A burning fire provides heat, so it will continue to burn as long as oxygen and fuel are present. The fuel that allowed the rapid spread of the fire is flammable cladding used as siding. This siding is made of two thin pieces of aluminum surrounding a foam core. Foam cores made primarily of polyethylene are highly flammable. This type of cladding is used because it is considered to provide a modern look, allows dust to be rinsed off during rains, and is relatively simple and cheap to install. While the foam core can be made of flame-resistant materials, this was not required for this building. After a similar fire in Dubai in 2012, new regulations banned the use of flammable material as cladding, but existing buildings (including this hotel) were not required to be retrofitted. The cladding was installed continuously, which allowed the fire to rapidly climb up the side of the building.
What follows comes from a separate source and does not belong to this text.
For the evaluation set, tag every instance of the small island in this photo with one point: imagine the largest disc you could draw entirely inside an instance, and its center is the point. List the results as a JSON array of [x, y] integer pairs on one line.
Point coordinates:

While electrical faults that can act as heat sources should be repaired as quickly as possible, the flammability of the materials used on high-rise buildings with multiple potential heat and fuel sources (and a nearly unlimited supply of oxygen) have raised significant concern, not only about this hotel or Dubai, but about buildings with similar cladding around the world. Says Peter Rau, the chief officer of Melbourne, Australia’s Metropolitan Fire Brigade (where a similar fire broke out in November 2014), “You know you’ve only got to step back a little bit further and say: ‘What does it mean for Australia and what does it mean (when) you’re talking to me from Dubai? This is a significant issue worldwide, I would suggest . . . There is no question this is a game changer.”